Instelling/bron: Heemkundekring 'Zeeland'

In maandblad ut Rookelijzer in Zeeland verscheen jarenlang de rubriek: Schup en Schoefel. Geschreven door Albert de Groot in het dialect van Zeeland. Dit is de aflevering uit Rookelijzer 622 van 20 oktober 2018.

Ingesproken door Theo Verstegen en Piet Huvenaars in de studio van L-FM in Reek. Met medewerking van Tinus Verstraten en Mari Brouwer. Vertaald in de Nederlands door Annemarie van den Broek - Ottens.

TRANSCRIPTIE

Schup: Hedde gezien wa dr seinds de kerremis is veranderd?

Schoefel: Toevallig wel, umda ik op ut gementehuis moes zing.

Schup: Gruweluk mooi geworre.
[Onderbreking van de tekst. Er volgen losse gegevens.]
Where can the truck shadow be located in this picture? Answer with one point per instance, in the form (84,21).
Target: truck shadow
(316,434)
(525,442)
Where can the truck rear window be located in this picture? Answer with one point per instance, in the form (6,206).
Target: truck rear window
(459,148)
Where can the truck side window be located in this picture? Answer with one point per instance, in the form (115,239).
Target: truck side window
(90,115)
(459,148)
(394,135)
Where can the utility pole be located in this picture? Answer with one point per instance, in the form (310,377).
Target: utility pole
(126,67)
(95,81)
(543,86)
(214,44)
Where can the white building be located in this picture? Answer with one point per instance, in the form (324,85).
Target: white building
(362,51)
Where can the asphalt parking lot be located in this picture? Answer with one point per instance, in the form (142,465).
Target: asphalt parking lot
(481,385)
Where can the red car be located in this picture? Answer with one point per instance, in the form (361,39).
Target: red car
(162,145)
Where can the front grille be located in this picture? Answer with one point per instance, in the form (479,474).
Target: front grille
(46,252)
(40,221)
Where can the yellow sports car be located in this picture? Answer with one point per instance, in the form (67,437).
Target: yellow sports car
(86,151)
Veul plots vur de autoos. Schoefel: Moei gekleurde stiejn oan de zij kante, un par lampe en...

Schup: Ja, en..., wa wojde nog miejr zegge?

Schoefel: Nou. Da dr olling nij banke ston, vier vur ut gementehuis en twieje teggenover den bakker, me unnen vuilnisbak dr bij. Wijer zing er borden geplotst. Genog of nie?
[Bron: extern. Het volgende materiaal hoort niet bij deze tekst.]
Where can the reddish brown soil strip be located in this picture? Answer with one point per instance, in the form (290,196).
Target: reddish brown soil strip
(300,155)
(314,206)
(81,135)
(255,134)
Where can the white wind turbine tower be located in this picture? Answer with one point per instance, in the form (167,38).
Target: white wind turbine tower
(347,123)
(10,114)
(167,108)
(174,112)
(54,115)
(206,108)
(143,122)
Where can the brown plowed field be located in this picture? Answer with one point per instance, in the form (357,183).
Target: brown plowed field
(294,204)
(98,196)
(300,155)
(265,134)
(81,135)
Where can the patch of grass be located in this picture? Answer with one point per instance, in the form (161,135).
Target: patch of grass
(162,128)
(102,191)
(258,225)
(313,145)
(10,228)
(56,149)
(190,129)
Schup: How en ok nog twieje bij de JUMBO, die haj ik nou is gezien.

Schoefel: En nou gon ze op den achtsten november same proote over samenvoeging in 2022.

Schup: Het zal er dus unnen kiejr van kommen gelukkig want samewerken is vurnaam he?

Schoefel: Da daacht ik ok toen ik vandemerge inde krant un buitelandse vrouw oan ut fietsen leren waar. Ze hong olling scheef en moes dur iemes anders overend gehaawe worre anders viel ze um. Prebeer mar is zelf me un mobieltje urn te goon. Da zal verrekte moeiluk zing op onzen aawen dag. Prubeer ut mar is. Ge durft ut amper.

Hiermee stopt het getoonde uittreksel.